Vic drehte sich zu mir um und war offenkundig verwirrt über das Verschwinden seines Zimmergenossen. Ich war ebenfalls durcheinander, aber aus anderen Gründen: Ich konnte mir einfach nicht vorstellen, warum Lucas überhaupt zurückgekommen war. Es hatte den Anschein, als wenn es noch eine Weile dauern würde, ehe Lucas wieder mit mir sprechen könnte. In Anbetracht dessen, was er über mich, Evernight und Vampire herausgefunden hatte, verdiente er vermutlich alle Zeit, die er brauchte. Bis dahin konnte ich nichts tun als abwarten.
Einige Tage später machte ich mich für den Unterricht fertig und tat so, als sei ich wirklich fasziniert von Patrice’ Geschichten über ihren Schweiz-Urlaub.
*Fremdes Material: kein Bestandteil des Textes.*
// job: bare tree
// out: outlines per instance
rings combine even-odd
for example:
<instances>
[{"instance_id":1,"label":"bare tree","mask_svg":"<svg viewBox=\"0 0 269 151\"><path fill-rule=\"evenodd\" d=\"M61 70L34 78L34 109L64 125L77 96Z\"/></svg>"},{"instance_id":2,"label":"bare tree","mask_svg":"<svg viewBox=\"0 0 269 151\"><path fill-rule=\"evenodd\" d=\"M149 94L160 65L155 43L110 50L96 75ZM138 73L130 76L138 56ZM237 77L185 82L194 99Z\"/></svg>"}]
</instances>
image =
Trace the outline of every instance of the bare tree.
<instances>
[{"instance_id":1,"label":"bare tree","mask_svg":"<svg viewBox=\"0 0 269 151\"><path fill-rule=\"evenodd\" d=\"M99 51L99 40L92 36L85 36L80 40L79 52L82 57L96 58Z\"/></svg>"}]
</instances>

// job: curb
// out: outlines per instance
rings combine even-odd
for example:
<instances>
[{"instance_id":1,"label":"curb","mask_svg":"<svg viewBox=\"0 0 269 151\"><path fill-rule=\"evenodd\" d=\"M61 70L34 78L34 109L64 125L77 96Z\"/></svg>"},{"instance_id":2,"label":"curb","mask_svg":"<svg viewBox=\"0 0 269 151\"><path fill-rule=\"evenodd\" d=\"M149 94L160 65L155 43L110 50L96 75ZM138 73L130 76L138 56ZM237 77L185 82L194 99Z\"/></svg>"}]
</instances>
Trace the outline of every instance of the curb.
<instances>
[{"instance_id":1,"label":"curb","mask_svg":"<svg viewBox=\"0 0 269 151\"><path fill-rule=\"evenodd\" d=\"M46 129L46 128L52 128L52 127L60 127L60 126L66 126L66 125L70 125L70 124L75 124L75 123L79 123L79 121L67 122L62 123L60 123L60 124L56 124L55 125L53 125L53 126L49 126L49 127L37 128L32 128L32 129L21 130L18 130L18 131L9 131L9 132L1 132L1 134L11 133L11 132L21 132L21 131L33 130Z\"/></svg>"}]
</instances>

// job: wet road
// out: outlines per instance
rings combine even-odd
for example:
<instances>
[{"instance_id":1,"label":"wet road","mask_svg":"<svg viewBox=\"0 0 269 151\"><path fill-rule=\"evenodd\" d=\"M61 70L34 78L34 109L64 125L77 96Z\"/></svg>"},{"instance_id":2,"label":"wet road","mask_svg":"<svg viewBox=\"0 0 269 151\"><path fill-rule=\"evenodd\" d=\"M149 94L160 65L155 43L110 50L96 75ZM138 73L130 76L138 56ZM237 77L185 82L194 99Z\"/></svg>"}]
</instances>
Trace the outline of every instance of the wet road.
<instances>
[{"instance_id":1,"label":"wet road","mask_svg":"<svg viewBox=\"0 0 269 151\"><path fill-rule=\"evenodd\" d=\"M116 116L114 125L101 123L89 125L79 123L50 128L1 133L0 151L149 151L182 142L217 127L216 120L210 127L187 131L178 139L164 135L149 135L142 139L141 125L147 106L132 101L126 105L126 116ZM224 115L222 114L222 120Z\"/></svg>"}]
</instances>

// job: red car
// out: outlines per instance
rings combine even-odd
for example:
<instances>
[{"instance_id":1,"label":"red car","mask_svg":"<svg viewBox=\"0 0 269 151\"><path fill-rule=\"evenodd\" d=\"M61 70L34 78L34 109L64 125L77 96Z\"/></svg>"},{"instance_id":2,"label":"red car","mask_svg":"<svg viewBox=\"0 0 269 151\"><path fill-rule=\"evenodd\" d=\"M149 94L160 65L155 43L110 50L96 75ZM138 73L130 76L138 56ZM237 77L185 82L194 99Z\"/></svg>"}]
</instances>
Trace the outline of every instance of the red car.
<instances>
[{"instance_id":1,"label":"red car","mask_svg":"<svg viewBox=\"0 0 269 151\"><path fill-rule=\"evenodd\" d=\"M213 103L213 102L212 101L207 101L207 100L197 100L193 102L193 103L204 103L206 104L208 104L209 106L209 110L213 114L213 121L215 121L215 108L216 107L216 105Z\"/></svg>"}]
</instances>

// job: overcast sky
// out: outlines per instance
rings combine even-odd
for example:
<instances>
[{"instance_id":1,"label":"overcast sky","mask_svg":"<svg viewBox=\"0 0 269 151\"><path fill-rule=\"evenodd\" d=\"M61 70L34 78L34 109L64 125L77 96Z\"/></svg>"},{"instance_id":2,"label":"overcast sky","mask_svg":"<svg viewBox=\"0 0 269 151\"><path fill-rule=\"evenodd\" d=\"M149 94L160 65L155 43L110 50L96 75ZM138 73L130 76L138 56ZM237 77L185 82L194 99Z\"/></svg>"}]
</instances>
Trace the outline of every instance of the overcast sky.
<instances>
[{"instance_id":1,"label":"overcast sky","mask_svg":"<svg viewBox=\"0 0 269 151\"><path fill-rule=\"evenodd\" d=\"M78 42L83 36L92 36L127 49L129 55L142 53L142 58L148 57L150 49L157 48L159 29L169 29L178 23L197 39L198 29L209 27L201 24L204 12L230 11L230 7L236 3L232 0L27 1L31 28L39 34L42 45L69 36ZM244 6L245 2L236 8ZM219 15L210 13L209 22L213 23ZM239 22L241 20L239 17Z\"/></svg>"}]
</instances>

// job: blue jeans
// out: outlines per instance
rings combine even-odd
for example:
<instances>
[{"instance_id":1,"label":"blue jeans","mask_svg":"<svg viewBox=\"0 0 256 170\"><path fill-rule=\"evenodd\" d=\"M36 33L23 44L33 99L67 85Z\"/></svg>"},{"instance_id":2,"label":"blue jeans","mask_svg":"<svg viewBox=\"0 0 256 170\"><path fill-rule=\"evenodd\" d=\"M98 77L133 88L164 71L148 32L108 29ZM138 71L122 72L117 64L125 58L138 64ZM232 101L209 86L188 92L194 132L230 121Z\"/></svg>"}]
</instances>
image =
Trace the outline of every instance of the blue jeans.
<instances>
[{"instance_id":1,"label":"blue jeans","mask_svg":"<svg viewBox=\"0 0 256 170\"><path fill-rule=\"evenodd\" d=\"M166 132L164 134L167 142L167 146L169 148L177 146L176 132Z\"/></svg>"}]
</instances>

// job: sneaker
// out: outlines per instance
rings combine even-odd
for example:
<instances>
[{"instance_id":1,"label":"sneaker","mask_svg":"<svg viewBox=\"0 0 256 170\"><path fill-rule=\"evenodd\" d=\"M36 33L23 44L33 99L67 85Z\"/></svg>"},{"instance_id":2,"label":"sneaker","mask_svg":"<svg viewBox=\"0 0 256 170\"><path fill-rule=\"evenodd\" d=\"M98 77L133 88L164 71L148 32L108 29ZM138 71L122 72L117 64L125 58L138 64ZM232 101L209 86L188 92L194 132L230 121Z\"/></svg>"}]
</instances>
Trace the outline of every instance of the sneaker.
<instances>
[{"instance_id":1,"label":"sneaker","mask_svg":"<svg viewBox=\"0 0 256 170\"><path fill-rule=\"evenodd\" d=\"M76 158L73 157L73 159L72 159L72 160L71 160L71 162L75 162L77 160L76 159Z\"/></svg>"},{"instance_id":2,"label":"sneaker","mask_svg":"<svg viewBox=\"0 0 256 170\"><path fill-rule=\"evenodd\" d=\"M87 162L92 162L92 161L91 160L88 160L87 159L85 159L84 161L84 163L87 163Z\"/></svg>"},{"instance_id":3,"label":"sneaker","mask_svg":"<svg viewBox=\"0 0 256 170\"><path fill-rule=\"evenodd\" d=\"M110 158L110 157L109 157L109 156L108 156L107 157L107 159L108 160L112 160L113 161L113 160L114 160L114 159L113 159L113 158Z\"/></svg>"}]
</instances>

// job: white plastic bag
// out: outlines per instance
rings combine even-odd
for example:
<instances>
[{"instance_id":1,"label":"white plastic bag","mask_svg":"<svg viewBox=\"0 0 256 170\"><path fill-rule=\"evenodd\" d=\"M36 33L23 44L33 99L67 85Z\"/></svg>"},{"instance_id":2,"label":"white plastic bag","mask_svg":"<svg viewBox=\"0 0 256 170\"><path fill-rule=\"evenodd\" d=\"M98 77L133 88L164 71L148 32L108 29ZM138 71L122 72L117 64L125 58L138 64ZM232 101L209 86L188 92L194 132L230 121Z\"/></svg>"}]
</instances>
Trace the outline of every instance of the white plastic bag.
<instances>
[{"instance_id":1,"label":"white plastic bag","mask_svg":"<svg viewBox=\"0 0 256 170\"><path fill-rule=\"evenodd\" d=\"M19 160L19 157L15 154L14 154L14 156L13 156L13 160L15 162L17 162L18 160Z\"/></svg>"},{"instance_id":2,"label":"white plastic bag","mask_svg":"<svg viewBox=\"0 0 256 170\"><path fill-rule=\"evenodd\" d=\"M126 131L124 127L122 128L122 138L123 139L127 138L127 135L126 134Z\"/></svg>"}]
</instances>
»Ich bin immer entsetzt, dass es Leute gibt, die behaupten, sie würden lieber in Colorado Ski fahren.« Patrice rümpfte die Nase. Hielt sie wirklich jeden Ort in Amerika für langweilig? Oder musste sie irgendetwas überspielen und so tun, als sei sie weltgewandter, als sie es in Wirklichkeit war? Nun, da ich selbst so viele Geheimnisse für mich behielt, hatte ich angefangen, nicht alles für bare Münze zu nehmen, was die Leute so erzählten.
»Die Schweiz ist so viel kultivierter, finde ich. Und man trifft so viele unterschiedliche, interessante Leute.«
»Ich mag Skilauf nicht«, sagte ich unbekümmert, während ich mir die Wimpern tuschte. »Snowboarding ist viel aufregender.«
»Wie bitte?« Patrice starrte mich an. Ich hatte es noch nie zuvor gewagt, nicht mit ihr einer Meinung zu sein. Selbst bei einem so unwichtigen Thema wie Skilaufen im Vergleich zu Snowboarding schätzte sie es anscheinend gar nicht, wenn man ihr widersprach.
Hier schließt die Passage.